RefactorCoderQA Pro addresses a key challenge in software engineering, how to automatically improve and reason about source code using large language models (LLMs). While existing benchmarks primarily measure code generation accuracy, they overlook the refactoring pro, review, and optimization steps that real developers perform during iterative coding. This project introduces a large-scale benchmark and multi-agent framework (Guide–Solver–Reveiwer-Judge) that evaluates LLMs on realistic software maintenance and improvement tasks across multiple domains, including software engineering, data science, and NLP. It investigates how LLMs trade off between accuracy, clarity, and execution efficiency when deployed across both cloud and edge environments, ultimately aiming to make AI-driven code refinement more transparent, explainable, and practical for real-world development workflows
Review2Code focuses on automating the transformation of human review feedback into corrected and optimized code. It benchmarks instruction-tuned LLMs on their ability to interpret reviewer comments, apply actionable fixes, and maintain logical and syntactic fidelity. The framework promotes intelligent code maintenance and demonstrates how LLMs can act as assistants in real-world software review and repair workflows.
UI2Code-Real develops a realistic design-to-code benchmark built from over 100 authentic student web projects created with HTML, CSS, Bootstrap, and Node.js. Unlike synthetic datasets, it captures rendered interfaces and their underlying code to test how multimodal LLMs like GPT-4o, Claude 3.5, and Gemini 1.5 Pro translate visuals into semantically rich, accurate code. The project supports educational research and next-generation UI-to-code automation.
ChartQAPro presents a comprehensive benchmark that evaluates multimodal reasoning and visual understanding in large vision–language models. It expands existing chart QA datasets with more diverse chart types, complex question categories, and reasoning levels.

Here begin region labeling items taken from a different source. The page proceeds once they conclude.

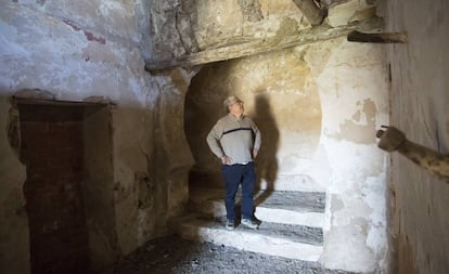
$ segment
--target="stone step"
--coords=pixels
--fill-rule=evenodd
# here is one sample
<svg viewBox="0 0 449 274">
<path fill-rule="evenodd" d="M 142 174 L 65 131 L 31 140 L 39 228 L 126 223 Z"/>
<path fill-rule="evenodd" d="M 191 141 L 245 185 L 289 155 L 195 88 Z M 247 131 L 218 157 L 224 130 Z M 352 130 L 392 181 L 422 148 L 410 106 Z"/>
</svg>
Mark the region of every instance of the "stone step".
<svg viewBox="0 0 449 274">
<path fill-rule="evenodd" d="M 230 246 L 288 259 L 318 262 L 322 251 L 321 229 L 261 222 L 258 230 L 238 225 L 229 231 L 226 218 L 191 216 L 179 219 L 175 233 L 183 238 Z"/>
<path fill-rule="evenodd" d="M 191 188 L 190 209 L 209 217 L 226 216 L 224 190 Z M 241 194 L 235 199 L 239 204 Z M 255 217 L 260 221 L 322 227 L 325 194 L 317 192 L 259 191 L 254 195 Z M 240 207 L 236 207 L 240 211 Z"/>
</svg>

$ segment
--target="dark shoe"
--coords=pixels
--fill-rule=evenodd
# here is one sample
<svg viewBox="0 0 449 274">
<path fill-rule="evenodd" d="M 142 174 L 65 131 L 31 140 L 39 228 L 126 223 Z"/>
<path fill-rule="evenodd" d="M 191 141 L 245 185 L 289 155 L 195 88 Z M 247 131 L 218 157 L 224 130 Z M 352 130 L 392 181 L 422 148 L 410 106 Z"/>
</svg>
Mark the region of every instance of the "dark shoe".
<svg viewBox="0 0 449 274">
<path fill-rule="evenodd" d="M 227 220 L 227 221 L 226 221 L 226 229 L 227 229 L 228 231 L 233 231 L 233 230 L 235 229 L 234 221 L 232 221 L 232 220 Z"/>
<path fill-rule="evenodd" d="M 252 230 L 257 230 L 259 227 L 259 225 L 251 219 L 242 219 L 242 224 Z"/>
</svg>

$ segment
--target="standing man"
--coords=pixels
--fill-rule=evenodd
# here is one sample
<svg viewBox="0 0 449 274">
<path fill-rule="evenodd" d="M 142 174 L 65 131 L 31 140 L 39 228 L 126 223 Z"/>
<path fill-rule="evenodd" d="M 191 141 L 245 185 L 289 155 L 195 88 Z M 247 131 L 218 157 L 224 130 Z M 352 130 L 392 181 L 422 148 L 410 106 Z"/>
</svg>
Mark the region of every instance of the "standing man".
<svg viewBox="0 0 449 274">
<path fill-rule="evenodd" d="M 228 115 L 217 121 L 207 135 L 210 151 L 221 159 L 224 179 L 226 227 L 235 227 L 235 193 L 242 184 L 242 221 L 249 229 L 257 229 L 253 221 L 253 191 L 256 181 L 254 158 L 260 148 L 260 131 L 253 120 L 243 115 L 243 102 L 236 96 L 224 100 Z"/>
</svg>

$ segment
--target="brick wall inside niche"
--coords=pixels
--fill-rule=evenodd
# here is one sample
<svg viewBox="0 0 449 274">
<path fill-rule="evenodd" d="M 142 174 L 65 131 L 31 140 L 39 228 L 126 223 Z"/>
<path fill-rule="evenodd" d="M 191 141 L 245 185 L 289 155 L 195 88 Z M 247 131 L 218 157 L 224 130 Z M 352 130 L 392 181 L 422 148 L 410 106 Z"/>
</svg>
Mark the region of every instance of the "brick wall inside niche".
<svg viewBox="0 0 449 274">
<path fill-rule="evenodd" d="M 31 273 L 87 273 L 82 107 L 18 104 Z"/>
</svg>

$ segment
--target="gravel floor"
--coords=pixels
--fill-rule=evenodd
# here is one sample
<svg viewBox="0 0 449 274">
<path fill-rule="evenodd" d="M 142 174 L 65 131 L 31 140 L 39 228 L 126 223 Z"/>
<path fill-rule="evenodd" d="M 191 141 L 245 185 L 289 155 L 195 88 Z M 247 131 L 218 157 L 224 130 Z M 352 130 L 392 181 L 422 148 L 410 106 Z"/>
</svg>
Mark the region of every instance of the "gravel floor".
<svg viewBox="0 0 449 274">
<path fill-rule="evenodd" d="M 149 242 L 120 260 L 105 274 L 200 274 L 200 273 L 305 273 L 349 274 L 322 269 L 317 263 L 201 244 L 177 236 Z"/>
</svg>

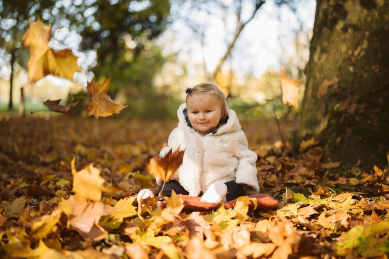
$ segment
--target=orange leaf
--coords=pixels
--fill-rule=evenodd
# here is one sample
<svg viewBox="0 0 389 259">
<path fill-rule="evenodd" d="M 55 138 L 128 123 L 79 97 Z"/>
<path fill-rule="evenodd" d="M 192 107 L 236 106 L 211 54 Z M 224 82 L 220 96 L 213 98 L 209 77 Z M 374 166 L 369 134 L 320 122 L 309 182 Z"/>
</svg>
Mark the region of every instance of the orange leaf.
<svg viewBox="0 0 389 259">
<path fill-rule="evenodd" d="M 82 71 L 77 65 L 77 57 L 68 49 L 54 51 L 49 47 L 51 25 L 45 24 L 40 19 L 28 22 L 30 27 L 22 39 L 23 47 L 30 51 L 28 81 L 36 82 L 49 74 L 73 80 L 74 73 Z"/>
<path fill-rule="evenodd" d="M 88 115 L 94 115 L 96 118 L 99 116 L 107 117 L 113 113 L 119 113 L 127 106 L 123 106 L 113 102 L 107 95 L 112 76 L 108 79 L 96 82 L 95 78 L 88 82 L 88 92 L 92 96 L 92 100 L 88 105 Z"/>
<path fill-rule="evenodd" d="M 293 80 L 284 74 L 284 70 L 281 70 L 281 87 L 282 87 L 282 101 L 284 104 L 293 105 L 296 109 L 298 108 L 298 94 L 297 85 L 301 79 Z"/>
<path fill-rule="evenodd" d="M 61 102 L 61 99 L 55 100 L 53 101 L 51 101 L 48 99 L 43 102 L 43 104 L 47 106 L 48 108 L 49 108 L 49 110 L 50 111 L 61 113 L 69 113 L 69 110 L 70 110 L 71 107 L 75 106 L 79 104 L 79 101 L 77 101 L 74 103 L 69 103 L 66 107 L 65 107 L 62 105 L 60 105 L 60 102 Z"/>
<path fill-rule="evenodd" d="M 155 178 L 168 181 L 182 163 L 185 151 L 179 149 L 174 152 L 171 149 L 163 158 L 150 159 L 147 165 L 150 174 Z"/>
</svg>

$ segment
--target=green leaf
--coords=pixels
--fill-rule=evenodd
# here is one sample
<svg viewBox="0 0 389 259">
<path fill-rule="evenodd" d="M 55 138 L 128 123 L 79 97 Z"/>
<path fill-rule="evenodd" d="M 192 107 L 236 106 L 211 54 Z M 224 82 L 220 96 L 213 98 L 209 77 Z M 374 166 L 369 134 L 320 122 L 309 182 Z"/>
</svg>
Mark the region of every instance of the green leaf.
<svg viewBox="0 0 389 259">
<path fill-rule="evenodd" d="M 302 193 L 295 193 L 294 195 L 293 196 L 293 200 L 296 202 L 301 202 L 302 201 L 305 201 L 307 199 L 305 196 L 304 196 L 304 194 L 302 194 Z"/>
</svg>

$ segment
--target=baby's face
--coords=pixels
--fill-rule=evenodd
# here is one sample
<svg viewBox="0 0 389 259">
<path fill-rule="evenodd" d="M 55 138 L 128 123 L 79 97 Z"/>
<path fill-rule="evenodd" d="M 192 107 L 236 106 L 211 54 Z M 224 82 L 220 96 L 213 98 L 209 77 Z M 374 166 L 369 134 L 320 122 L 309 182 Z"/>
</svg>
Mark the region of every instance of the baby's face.
<svg viewBox="0 0 389 259">
<path fill-rule="evenodd" d="M 210 93 L 195 94 L 186 101 L 188 118 L 196 131 L 205 136 L 216 127 L 221 116 L 221 104 Z"/>
</svg>

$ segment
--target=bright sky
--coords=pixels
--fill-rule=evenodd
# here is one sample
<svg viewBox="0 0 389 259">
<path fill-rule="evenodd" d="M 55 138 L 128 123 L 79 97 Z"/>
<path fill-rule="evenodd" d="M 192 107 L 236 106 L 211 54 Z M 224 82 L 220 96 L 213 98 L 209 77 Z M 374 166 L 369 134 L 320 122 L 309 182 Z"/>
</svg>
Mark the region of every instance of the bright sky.
<svg viewBox="0 0 389 259">
<path fill-rule="evenodd" d="M 225 0 L 226 6 L 231 6 L 233 0 Z M 296 15 L 293 14 L 286 6 L 279 8 L 274 0 L 268 0 L 257 12 L 255 18 L 244 29 L 232 53 L 232 69 L 236 73 L 253 73 L 257 77 L 261 75 L 269 68 L 279 70 L 281 55 L 287 53 L 293 54 L 294 40 L 294 30 L 298 28 L 296 17 L 302 21 L 303 29 L 312 31 L 313 27 L 315 0 L 300 0 L 297 6 Z M 243 1 L 243 20 L 250 15 L 253 1 Z M 187 12 L 187 9 L 181 6 L 172 6 L 172 10 L 180 12 L 185 16 L 196 15 L 199 24 L 206 23 L 205 47 L 202 49 L 198 38 L 182 21 L 174 21 L 158 42 L 164 49 L 164 53 L 168 54 L 178 53 L 178 61 L 185 63 L 189 74 L 199 72 L 199 66 L 202 64 L 204 52 L 208 72 L 214 69 L 226 48 L 226 40 L 229 41 L 231 33 L 235 29 L 235 17 L 230 14 L 225 16 L 216 10 L 210 9 L 208 12 L 194 13 Z M 223 17 L 226 17 L 223 22 Z M 227 24 L 226 31 L 224 23 Z M 70 34 L 70 36 L 69 36 Z M 54 33 L 50 44 L 55 49 L 70 48 L 80 57 L 79 63 L 86 70 L 89 66 L 95 63 L 96 53 L 94 51 L 83 53 L 76 51 L 79 42 L 82 40 L 75 33 L 69 32 L 66 26 Z M 62 41 L 60 45 L 58 41 Z M 4 74 L 9 74 L 5 66 L 2 68 Z M 76 80 L 86 85 L 87 80 L 90 80 L 93 75 L 86 75 L 85 73 L 77 73 Z M 56 80 L 59 84 L 63 84 L 62 80 Z"/>
<path fill-rule="evenodd" d="M 251 15 L 253 7 L 250 2 L 244 3 L 242 20 L 246 20 Z M 232 4 L 229 3 L 227 6 Z M 299 26 L 297 17 L 302 21 L 304 30 L 312 31 L 316 5 L 315 0 L 301 0 L 295 15 L 286 6 L 279 8 L 274 1 L 266 1 L 244 29 L 236 42 L 232 53 L 234 70 L 243 73 L 251 72 L 260 77 L 269 67 L 279 70 L 281 55 L 294 51 L 294 31 Z M 193 33 L 181 21 L 174 22 L 160 42 L 165 46 L 166 53 L 179 53 L 179 60 L 187 63 L 189 72 L 194 72 L 195 65 L 202 63 L 202 53 L 204 51 L 208 71 L 211 72 L 225 52 L 226 38 L 230 41 L 232 37 L 231 34 L 235 28 L 235 16 L 232 14 L 227 16 L 226 32 L 223 14 L 216 13 L 212 16 L 204 12 L 185 13 L 184 8 L 178 8 L 184 16 L 195 15 L 200 23 L 206 21 L 204 22 L 207 24 L 207 28 L 204 50 L 202 51 L 200 39 L 194 37 Z M 208 11 L 215 12 L 212 10 Z M 172 40 L 172 43 L 164 44 Z"/>
</svg>

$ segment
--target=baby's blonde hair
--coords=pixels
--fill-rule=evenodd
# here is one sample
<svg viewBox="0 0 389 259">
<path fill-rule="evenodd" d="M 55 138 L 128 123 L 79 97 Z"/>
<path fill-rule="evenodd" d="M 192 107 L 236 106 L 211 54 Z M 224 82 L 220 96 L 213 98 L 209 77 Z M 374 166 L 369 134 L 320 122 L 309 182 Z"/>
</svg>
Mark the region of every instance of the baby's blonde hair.
<svg viewBox="0 0 389 259">
<path fill-rule="evenodd" d="M 189 96 L 195 94 L 206 94 L 210 93 L 215 96 L 220 101 L 221 105 L 221 120 L 224 120 L 227 117 L 227 102 L 225 96 L 216 84 L 212 83 L 204 82 L 196 84 L 192 88 L 186 90 L 186 100 L 187 103 Z"/>
</svg>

The project enables fine-grained assessment of data comprehension, grounding, and numerical reasoning, advancing robust multimodal analytics for real-world data visualization.
DashboardQA explores how multimodal and agentic LLMs reason over interactive dashboards. It measures their ability to interpret charts, widgets, and textual components while generating coherent insights through multi-step reasoning. By combining GUI understanding, computer vision, and natural language processing, the project moves toward interactive, explainable, and intelligent data exploration agents.